La réduction des accidents de la circulation, une priorité pour le secteur des infrastructures



C’est dans le cadre de la semaine nationale de la prévention routière qu’une table ronde s’est offerte ce vendredi 21 juin 2019.Les différents panélistes regroupant les sapeurs-pompiers, gendarmerie,police,bataillon du train, fonds de garantie automobile, Moustapha Kamal Ndao,Mactar Faye,Abdoukarim SECK et le modérateur de la direction des transports routiers ont beaucoup discuté sur le thème « accidents de la route et assurances ».
Les acteurs évoluant dans les secteurs des infrastructures routiers se sont réunis ce matin autour d’une table pour faire l’état des lieux sur les accidents de la route et assurances qui selon eux semble être un thème qui mérite d’être étudié au moment où le Sénégal est confronté à beaucoup d’accidents de la circulation.
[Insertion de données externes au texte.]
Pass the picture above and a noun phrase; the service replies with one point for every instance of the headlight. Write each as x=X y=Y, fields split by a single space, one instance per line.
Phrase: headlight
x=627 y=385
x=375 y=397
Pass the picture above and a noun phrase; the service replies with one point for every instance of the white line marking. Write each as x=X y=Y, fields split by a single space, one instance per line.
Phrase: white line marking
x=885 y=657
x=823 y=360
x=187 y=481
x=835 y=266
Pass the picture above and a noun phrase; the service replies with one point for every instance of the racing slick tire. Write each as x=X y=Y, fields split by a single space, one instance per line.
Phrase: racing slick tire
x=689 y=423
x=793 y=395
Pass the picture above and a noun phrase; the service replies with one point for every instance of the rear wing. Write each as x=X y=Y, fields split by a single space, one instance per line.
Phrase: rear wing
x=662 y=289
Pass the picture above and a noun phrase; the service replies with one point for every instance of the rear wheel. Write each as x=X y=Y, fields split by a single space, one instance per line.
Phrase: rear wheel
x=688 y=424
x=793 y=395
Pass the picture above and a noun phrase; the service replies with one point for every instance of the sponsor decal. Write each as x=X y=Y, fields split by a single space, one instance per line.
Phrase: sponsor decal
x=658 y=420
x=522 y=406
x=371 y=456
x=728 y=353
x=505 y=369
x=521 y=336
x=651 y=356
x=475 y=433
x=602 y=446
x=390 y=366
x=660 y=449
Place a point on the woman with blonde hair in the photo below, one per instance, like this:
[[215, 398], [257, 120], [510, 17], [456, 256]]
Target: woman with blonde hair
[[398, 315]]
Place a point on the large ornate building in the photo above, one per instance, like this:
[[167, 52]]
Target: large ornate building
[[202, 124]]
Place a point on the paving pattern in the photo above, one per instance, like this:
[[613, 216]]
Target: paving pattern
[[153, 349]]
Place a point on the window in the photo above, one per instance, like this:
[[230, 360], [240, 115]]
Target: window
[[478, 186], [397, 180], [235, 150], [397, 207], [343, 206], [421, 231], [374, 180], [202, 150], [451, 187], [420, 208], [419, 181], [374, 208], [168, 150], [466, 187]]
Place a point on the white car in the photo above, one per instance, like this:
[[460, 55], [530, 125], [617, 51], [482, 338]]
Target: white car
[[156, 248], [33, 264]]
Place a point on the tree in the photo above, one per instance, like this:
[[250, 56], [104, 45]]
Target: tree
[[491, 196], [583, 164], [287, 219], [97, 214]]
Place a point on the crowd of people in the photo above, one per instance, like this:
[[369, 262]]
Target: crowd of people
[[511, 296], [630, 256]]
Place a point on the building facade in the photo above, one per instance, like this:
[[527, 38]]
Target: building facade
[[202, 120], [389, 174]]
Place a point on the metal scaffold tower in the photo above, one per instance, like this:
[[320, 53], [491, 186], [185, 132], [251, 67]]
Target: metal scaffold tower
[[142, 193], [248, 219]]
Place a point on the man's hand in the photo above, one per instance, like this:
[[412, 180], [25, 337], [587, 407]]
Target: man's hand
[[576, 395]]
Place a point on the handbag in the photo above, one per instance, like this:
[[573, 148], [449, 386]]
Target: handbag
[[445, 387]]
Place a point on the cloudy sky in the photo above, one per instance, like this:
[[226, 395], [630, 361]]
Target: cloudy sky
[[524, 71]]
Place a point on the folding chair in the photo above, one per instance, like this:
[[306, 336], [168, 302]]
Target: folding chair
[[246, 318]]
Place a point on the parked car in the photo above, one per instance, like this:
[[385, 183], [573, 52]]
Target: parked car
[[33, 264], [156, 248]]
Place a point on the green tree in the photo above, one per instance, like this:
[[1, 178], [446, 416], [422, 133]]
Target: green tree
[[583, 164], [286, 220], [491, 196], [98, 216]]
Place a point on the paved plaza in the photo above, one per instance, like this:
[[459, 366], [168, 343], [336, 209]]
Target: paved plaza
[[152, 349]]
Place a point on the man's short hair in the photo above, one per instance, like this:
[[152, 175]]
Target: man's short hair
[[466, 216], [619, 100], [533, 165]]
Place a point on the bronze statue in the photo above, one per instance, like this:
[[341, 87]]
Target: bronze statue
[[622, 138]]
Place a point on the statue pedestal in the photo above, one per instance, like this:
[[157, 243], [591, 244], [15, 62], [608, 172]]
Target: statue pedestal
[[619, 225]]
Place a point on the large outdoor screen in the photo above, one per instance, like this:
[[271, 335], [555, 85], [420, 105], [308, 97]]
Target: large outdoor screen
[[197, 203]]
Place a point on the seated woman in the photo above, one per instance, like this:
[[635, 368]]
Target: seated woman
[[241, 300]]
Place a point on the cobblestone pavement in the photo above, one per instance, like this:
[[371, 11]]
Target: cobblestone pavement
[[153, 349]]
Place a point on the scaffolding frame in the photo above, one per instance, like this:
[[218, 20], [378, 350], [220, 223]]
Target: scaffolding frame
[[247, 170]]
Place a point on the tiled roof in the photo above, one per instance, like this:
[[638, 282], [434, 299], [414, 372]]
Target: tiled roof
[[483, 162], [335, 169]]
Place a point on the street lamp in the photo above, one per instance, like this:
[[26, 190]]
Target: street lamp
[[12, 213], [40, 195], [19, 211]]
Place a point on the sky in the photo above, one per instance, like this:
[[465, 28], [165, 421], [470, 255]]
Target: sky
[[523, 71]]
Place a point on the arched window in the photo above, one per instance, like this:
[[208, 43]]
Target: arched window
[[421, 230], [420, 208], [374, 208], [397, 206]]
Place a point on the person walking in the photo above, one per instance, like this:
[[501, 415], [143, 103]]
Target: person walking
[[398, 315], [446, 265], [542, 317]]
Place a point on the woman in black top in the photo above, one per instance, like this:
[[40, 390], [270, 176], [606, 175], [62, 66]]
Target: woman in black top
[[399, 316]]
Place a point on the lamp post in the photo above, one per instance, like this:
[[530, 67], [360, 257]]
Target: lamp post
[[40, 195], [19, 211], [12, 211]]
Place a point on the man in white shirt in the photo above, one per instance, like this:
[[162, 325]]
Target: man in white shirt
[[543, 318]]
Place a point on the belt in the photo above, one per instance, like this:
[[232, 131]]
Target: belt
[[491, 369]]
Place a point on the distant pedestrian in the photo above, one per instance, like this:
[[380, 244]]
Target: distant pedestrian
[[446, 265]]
A cette occasion qui entre dans le cadre de la semaine nationale de la prévention routière, les panélistes ont réfléchis sur les causes, les défis et des solutions. Le directeur adjoint des transports routiers Modou KANE DIAW est revenu sur cette rencontre « le thème est d’actualité parce que y’a une prise en charge des accidentés point de vue matériel, l’accident c’est avant l’accident, le jour de l’accident et après accident.et avant accident c’est la prévention, c’est fondamental parce que l’état du Sénégal est en train de lutter contre les accidents de la circulation. »D’après M.DIAW, cela suppose une réduction de 35% d’ici 2020 car défini comme impliquant les nations unies qui veulent coordonner cette journée pour réussite totale en sensibilisant les acteurs. Il renseigne que l’application de la loi pose souvent problème avant de souligner de certains questions qui sont soulevés par la population tels que la circulation de certains véhicules, la délivrance des permis de conduire d’où la mise en œuvre de l’application audiovisuelle par le ministère. Selon ce dernier cela permettrait aux chauffeurs de se former correctement et de diminuer le maximum d’intervention humaine au niveau de l’examen des transports. Des centres de contrôle techniques sont également prévus dans les régions, ajoute-t-il.
Le chef d’escadron Ibrahima NDIAYE, chef de la division communication de la semaine nationale est revenu sur les mesures « le problème principal c’est de voir les causes et éventuellement les solutions mais aussi les mesures prises pour atténuer ses accidents de la circulation. »Pour le chef d’escadron Ibrahima NDIAYE, les causes relèvent de trois facteurs principaux que sont les infrastructures routières liés à deux contextes (l’état des infrastructures qui impacte sur le véhicule et la bonne réhabilité de la route qui favorise l’excès de vitesse), le problème des passerelles (manque d’infrastructures et aussi s’il y’a lieu de sensibiliser les populations pour les utiliser) D’une manière générale, il relève comme problème majeur le facteur physique qui fait appel à la négligence,matriculation,la réglementation etc… Concernant les défis majeurs à relever, il propose des consultations, la sensibilisation de tout le monde et aussi arriver à un consensus.